An old mentor of mine, now Chief Market Strategist at Rosenblatt Securities, Brian Reynolds, taught me long ago that when it comes to currencies and rates that it’s not necessarily the direction of the move that counts, but the quickness and the magnitude of the move that matters. Another old mentor of mine, Jim Rogers, writes in his book and used to explain to me on TV that currency trends usually last much longer and go much further than most other markets’ trends.
Plenty of economists/analysts (me included) have been more focused on the possibility of the dollar losing its long-term “reserve currency” LINK designation around the world. Russia definitely wants a new currency, but China’s own currency wishes are more muddled as they own so many Treasuries and other dollar-denominated assets that appreciate with the dollar. Not to mention a stronger dollar helps them export to the US cheaper/more profitably. The lucky/better professional currency traders have actually caught most of this dollar move higher as the breakout at about the 82 level forced them to cover and/or go long the dollar. But just about every doomsday permabear who might try to trade currencies has been short the dollar and still is.
The primary driver of this extended recent dollar rally has simply been that the US Dollar is the least dirty shirt in a laundry basket full of stinky clothes. The Euro and the EU economies are struggling to maintain growth. Japan’s markets and economy is suffering from inefficient corporate earnings policies both from the government and within the local corporations there.

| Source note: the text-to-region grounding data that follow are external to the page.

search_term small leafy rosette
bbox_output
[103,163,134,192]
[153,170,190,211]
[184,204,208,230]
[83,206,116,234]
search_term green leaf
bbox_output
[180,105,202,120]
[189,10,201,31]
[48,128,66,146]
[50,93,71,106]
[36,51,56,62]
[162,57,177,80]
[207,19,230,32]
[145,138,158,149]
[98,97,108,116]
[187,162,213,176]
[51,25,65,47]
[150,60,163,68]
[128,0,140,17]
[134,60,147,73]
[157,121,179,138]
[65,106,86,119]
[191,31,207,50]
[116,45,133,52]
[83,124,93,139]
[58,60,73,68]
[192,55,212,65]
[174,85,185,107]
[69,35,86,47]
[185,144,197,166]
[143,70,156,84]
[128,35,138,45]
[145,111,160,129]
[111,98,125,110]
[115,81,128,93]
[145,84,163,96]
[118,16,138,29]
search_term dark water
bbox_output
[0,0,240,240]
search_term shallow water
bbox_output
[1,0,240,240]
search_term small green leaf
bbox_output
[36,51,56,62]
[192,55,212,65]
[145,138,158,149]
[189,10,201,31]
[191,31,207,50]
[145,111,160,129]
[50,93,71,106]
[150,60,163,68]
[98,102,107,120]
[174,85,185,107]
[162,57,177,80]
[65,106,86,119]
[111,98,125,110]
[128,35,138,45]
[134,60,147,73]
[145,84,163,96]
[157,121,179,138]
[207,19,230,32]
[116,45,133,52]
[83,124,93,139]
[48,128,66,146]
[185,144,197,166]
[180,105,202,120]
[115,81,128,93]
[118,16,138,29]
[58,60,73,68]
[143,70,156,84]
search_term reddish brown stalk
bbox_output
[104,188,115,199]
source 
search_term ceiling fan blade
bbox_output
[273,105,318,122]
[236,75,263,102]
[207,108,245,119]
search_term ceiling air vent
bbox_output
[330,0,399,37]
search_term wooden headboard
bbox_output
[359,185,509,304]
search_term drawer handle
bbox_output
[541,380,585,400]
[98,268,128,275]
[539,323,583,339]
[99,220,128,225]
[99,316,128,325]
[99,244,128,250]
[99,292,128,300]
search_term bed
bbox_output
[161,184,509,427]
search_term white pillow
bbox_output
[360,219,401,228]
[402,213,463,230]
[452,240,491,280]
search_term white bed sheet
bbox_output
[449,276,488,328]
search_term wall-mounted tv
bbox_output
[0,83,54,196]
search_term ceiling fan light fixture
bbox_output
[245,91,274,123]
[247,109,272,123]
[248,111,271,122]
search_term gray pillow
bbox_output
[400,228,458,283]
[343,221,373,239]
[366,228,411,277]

You can try to game it a few ways. In general, the stronger dollar trend should be a headwind for many of the megacaps which have large foreign exposure. Dollar strength probably won’t hit this quarter in a big way, but it will impact in the guidance and consensus earnings estimates for 2015 for export-heavy companies. Likely beneficiaries of a stronger dollar include retailers, tech, consumers and savers. Boeing is another name that comes to mind that might get hurt from a strong dollar. Boeing BA has the tailwind of war but the competition from Airbus plus the strength of the dollar vs the Euro that Airbus uses has got to hurt the company’s near-term prospects. Is it enough to get a warning from the company in the next few months, I’m less than certain.
So what’s the trade here? Well, take a look at the Fidelity Export and Multinational ETF, with the symbol FEXPX. The fund “seeks long-term growth of capital by investing at least 65% of the fund’s total assets in securities of US companies that are expecting to benefit from exporting or selling their goods or services outside the United States.” And we have our trade, yes? I would expect that we’ve got an opportunity to make a Revolution Investment kind of hedge here that could give us some nice gains on the downside even if the broader markets and most of our individual stocks that we own are poised to continue to bubble higher.
I’m going to cover my IBM short, and replace it with the FEXPX in the portfolio. IBM’s still got their aggressive accounting methods and legacy technology issues to deal with, and the stock is one of the few megacap tech stocks to have not participated in the bubble-blowing bull market over the last couple years while we’ve been short it. But I think we can get a bigger bang for our buck trading out the IBM short for the FEXPX short, so that’s what I’m going to do. I’m removing the IBM short position entirely and starting to scale into a short position in FEXPX, which means that I’ll profit FEXPX heads lower.